4) His tribe was killed. Whose isn’t? This is probably one of the oldest clichés in EQ fandom. Don’t do it. I beg of you.
5) He’s a loner. -.- And a wanderer. >.< Save us all the trouble and make an elf that was born into HWH.
6) The sister thing. No. No twins, no missing sisters. You know why? Cause we all KNOW that she’ll come up sooner or later with lots of drama and angst and you know how I dislike angst…
7) Oh yeah. The nightmares thing. No again. Just… no. Elves haunted by their pasts are SO early nineties.
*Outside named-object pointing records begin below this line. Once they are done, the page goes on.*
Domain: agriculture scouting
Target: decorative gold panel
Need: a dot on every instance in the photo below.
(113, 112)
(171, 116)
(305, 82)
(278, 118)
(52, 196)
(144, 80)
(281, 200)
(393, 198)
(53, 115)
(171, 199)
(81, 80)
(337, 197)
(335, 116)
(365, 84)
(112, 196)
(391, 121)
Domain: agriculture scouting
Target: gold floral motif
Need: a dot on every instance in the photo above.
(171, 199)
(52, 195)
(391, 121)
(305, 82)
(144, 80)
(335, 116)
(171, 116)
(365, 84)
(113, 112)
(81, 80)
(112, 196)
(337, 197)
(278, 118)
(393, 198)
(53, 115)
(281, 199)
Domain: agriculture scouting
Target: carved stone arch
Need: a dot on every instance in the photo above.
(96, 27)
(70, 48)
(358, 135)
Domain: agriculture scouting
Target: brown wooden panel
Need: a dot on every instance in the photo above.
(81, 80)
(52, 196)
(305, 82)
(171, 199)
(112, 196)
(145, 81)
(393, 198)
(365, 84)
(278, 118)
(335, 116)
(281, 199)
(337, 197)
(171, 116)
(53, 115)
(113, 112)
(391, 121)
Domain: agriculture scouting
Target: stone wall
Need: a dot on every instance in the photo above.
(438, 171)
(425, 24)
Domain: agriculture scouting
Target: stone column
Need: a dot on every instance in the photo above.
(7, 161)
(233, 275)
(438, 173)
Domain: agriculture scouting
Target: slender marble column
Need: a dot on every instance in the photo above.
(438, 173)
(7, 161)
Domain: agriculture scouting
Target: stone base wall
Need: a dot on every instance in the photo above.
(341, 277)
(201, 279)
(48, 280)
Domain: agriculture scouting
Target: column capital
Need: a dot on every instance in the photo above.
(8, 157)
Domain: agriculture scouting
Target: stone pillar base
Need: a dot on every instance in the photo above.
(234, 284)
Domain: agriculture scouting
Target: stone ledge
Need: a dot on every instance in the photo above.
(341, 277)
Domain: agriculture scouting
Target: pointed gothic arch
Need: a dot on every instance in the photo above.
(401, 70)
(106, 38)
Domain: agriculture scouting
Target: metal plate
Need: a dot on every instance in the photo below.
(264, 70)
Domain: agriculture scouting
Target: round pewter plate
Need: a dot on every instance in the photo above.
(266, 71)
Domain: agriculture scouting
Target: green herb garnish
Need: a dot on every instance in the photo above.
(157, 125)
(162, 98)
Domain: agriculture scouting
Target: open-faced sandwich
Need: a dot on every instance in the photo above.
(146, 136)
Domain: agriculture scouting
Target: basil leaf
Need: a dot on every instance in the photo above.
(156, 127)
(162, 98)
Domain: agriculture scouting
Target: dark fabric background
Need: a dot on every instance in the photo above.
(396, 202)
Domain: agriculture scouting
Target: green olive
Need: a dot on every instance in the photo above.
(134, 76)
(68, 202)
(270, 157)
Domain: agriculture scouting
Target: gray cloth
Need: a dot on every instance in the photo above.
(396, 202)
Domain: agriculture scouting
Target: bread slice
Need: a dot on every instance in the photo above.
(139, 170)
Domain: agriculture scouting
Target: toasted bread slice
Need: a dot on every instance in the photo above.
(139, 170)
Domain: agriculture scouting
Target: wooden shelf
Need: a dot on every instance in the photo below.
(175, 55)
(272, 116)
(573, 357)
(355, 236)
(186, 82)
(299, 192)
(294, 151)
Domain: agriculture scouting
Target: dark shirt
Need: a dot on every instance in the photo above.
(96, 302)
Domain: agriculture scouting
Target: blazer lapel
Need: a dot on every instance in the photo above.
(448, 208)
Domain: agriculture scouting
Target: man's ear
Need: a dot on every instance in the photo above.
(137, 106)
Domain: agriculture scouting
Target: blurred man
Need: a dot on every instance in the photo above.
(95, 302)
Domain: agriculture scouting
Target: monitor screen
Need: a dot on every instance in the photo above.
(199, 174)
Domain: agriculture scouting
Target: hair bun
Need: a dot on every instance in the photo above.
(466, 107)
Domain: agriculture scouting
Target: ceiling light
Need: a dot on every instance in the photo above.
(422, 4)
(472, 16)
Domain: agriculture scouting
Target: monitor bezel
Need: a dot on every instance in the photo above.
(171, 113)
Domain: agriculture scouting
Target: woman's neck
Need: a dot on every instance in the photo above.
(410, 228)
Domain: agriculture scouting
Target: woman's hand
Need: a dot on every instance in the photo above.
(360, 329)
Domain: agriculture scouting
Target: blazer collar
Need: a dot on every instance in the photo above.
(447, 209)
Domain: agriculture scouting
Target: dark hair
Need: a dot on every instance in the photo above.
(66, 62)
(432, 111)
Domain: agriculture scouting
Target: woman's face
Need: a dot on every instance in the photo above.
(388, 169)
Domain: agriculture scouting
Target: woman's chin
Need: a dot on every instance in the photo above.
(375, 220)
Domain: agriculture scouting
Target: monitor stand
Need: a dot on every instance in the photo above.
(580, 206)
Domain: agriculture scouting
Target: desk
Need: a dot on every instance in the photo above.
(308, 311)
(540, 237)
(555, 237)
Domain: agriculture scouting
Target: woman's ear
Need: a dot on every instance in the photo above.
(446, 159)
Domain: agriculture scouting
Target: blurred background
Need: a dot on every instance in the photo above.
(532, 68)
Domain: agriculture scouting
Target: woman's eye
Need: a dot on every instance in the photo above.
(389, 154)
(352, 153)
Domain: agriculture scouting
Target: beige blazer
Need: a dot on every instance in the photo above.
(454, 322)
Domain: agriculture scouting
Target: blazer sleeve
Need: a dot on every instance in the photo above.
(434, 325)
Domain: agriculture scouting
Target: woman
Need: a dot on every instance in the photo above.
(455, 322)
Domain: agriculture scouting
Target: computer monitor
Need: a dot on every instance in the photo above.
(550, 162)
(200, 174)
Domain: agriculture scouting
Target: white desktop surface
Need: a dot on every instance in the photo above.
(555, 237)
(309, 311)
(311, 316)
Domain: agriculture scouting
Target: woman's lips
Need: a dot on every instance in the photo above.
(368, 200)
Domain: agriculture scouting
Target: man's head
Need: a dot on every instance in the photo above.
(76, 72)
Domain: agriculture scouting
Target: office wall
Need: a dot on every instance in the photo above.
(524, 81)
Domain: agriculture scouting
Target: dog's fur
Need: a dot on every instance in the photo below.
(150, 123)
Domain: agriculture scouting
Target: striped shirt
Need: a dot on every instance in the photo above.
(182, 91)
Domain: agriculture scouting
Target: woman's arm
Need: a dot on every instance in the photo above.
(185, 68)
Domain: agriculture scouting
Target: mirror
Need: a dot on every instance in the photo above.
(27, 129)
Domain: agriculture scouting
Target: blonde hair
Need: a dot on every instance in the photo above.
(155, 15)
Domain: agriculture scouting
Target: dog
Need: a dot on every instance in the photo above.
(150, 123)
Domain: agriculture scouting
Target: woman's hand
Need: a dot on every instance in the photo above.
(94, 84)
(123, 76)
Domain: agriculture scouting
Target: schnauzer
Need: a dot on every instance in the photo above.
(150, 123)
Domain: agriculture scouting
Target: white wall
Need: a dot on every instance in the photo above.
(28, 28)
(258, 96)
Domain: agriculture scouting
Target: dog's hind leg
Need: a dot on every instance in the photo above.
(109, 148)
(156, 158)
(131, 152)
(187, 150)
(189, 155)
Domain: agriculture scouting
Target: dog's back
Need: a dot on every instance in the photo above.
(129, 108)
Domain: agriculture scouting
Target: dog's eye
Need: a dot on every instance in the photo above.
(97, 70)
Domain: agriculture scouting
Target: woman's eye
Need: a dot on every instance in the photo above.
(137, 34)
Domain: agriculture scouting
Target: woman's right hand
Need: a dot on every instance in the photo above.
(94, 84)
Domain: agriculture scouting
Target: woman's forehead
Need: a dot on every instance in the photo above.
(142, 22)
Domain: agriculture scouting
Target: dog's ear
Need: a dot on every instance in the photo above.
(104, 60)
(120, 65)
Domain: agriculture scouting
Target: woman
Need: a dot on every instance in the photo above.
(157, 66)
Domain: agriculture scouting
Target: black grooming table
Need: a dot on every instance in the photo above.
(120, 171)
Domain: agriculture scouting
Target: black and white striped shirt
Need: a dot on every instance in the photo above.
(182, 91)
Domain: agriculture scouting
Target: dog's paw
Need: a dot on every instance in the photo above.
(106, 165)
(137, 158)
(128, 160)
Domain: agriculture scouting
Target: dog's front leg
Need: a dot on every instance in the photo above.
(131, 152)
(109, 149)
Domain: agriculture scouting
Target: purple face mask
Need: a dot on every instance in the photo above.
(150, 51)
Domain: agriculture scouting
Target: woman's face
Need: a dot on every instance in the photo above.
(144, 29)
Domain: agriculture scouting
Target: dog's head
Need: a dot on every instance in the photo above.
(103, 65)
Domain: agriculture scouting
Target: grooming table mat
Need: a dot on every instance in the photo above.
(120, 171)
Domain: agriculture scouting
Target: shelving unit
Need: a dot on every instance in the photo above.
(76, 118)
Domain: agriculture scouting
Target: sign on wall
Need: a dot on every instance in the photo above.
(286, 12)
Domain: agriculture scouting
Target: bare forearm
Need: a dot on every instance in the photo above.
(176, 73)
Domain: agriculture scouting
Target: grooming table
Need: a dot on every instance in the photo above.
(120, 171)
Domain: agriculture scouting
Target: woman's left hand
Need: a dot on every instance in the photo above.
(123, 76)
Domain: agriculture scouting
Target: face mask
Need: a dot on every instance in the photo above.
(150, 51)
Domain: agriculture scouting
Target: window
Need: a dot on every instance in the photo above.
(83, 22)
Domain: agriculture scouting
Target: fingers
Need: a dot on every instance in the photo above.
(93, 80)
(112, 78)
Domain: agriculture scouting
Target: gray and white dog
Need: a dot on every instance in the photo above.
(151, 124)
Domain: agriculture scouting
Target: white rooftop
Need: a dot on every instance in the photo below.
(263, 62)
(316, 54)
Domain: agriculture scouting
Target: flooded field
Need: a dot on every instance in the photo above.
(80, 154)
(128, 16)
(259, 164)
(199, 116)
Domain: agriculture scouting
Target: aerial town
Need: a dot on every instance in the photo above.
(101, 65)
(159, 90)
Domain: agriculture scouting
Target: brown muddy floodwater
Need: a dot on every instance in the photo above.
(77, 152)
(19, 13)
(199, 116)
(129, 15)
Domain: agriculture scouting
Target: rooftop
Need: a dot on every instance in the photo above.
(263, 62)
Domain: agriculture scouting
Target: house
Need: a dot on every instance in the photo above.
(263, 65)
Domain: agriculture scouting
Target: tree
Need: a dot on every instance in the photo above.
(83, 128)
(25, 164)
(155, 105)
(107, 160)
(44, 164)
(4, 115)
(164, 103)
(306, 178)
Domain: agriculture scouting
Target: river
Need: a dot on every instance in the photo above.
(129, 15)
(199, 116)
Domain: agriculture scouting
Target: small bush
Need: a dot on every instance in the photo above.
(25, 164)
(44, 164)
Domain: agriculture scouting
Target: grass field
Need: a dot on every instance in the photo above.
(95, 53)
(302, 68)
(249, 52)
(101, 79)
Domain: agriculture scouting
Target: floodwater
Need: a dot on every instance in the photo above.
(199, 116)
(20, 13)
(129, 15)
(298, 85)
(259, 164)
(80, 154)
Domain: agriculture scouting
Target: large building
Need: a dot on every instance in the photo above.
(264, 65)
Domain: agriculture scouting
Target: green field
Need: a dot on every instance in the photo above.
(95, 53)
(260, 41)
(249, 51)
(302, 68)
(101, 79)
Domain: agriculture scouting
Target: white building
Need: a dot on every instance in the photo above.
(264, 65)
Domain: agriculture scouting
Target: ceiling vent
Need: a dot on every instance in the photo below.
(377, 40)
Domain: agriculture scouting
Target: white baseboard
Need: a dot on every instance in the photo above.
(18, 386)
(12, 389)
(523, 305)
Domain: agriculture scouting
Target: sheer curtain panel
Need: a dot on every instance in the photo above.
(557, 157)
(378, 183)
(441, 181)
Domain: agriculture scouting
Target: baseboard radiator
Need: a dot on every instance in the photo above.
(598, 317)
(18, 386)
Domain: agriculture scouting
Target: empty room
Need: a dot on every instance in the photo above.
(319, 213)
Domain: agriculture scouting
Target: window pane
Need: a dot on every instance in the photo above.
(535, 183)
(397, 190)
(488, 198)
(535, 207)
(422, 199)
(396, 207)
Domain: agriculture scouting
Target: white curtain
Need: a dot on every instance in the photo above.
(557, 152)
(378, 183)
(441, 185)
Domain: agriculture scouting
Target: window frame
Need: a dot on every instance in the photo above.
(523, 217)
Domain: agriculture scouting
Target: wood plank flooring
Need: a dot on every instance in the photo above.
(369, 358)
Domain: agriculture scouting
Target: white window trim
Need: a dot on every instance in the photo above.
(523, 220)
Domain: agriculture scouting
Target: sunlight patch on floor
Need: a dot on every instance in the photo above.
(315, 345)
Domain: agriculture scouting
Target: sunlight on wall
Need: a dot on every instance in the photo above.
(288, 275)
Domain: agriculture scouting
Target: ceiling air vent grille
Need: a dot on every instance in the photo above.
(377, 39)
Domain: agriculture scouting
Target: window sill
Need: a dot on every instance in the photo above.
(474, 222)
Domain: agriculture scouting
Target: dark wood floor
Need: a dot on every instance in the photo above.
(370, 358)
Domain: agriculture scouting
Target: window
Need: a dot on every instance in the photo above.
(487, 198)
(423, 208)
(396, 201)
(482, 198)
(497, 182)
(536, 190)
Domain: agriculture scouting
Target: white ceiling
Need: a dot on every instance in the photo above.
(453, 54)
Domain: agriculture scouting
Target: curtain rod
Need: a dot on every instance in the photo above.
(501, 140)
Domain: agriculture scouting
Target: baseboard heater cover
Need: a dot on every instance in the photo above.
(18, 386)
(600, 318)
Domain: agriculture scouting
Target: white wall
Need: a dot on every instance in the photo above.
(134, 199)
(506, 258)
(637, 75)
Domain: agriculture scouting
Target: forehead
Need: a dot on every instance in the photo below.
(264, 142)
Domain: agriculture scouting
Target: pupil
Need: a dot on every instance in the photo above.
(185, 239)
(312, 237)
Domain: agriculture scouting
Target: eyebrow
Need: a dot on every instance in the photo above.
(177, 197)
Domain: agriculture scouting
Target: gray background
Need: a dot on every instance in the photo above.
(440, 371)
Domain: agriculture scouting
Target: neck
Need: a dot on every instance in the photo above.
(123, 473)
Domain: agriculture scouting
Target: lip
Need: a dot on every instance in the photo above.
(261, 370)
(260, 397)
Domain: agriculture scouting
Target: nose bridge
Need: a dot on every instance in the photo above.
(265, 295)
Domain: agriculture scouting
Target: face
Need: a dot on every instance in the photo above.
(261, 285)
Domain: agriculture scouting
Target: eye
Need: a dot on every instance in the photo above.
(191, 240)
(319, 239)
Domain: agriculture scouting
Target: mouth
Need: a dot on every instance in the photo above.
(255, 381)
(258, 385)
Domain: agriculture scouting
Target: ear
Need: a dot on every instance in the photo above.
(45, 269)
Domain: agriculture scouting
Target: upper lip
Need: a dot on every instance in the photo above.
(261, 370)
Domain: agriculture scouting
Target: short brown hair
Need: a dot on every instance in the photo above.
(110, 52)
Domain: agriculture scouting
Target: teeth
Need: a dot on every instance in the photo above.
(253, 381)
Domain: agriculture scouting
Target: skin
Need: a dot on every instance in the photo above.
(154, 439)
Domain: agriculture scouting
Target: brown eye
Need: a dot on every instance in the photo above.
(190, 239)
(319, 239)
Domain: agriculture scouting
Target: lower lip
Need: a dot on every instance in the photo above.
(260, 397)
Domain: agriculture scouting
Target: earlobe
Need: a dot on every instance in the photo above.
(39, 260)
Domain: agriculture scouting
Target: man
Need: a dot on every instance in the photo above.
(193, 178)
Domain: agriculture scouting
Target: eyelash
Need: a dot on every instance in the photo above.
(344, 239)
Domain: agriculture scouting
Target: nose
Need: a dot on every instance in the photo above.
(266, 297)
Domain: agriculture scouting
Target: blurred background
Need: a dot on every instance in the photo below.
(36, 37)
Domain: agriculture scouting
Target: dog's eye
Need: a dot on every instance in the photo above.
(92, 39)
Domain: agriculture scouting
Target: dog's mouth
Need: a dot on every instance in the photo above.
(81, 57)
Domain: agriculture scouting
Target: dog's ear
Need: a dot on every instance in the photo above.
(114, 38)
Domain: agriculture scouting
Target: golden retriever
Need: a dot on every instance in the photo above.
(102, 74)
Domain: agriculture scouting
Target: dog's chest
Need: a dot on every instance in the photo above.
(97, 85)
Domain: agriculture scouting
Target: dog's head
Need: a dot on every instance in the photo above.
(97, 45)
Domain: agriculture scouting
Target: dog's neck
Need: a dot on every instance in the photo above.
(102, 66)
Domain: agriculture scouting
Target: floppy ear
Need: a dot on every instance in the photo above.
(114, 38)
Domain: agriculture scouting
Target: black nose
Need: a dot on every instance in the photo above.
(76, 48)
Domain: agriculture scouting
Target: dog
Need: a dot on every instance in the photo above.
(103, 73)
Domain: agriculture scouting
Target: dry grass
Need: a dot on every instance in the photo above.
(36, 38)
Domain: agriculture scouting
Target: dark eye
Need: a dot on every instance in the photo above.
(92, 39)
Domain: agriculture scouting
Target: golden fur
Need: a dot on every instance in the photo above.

Bear? Um… no. This is a WOLFrider holt. No wolf, no bond. Period.
Name: Gralin
Blackheart has a word-name, but his bond doesn’t? So… he just decided one day that “Gralin” sounded cool? Um, no. Similarly, characters shouldn’t pop up with random names like this. Kesna received her name because she took it from a human word. Other names that have no meaning are no-no’s.
Age: 653
O.o That’s one old bear. Keep in mind that bonds don’t live as long as their elves.
Gender: Male
Appearance: Enormous as a grizzly with massive paws tipped with cruel claws
Just once I’d like to see someone bond to a black bear. If wolves aren’t big and mean enough for you, it’s NOT acceptable to simply find something bigger and meaner.
Personality: Death is as stormy and brooding as his owner. He is fiercely protective of his bond and will fall upon any that threatens him.
Why do bonds ALWAYS have to be mean, except for in concern with their bond? Can’t a bond be nice every now and then? And what’s with bears being mean all the time? Don’t ya all remember Smoky the Bear? He was a pretty laid-back dude. And the Carebears. And the Gummibears or whatever those bouncing bears with the purple happy juice were called. Stereotypes BAD. Oh, and the whole fiercely protective thing? Duh. There’s nothing special about that. Trust me. It just sounds dumb more often than not.

Your Name: Princess
Oh I’ll bet. No seriously. If your email addy is really your name, or your real name appears in the “who’s it from” line of an email, just go by that name. The silly nicknames are just confusing unless we’re the ones that gave the nickname to you. Plus we feel silly referring to someone as “Princess” all the time, or “giggles45”.
Age with Birthdate: 12 – not allowed to give out birthdate
If you’re too young to be defying your parents, then you’re too young to be here. No, I’m kidding (kinda). But twelve is too young. And even if you’re over the fifteen age limit for the holt, still take into consideration whether or not you’re mature enough for this game.
Preferred E-mail address: laurazoeller@blahblahblah.com or laurazoeller@blehblehbleh.com OR Blackheart51289@foofoofoo.com
We only need one. We only want one. We only remember one.
Holt Involvement: I like to write stories with everyone in them!
Good for you! Even if the prospect of most twelve-year-olds writing kinda makes my eye twitch some more. Just be sure to get everyone’s permission before you start dinking around with their characters in your stories. And be sure to be IN character. Flaretalon crying if Blackheart says something mean or Kesna giggling and gossiping with Evenfall over how cute Blackheart is… it’s just wrong.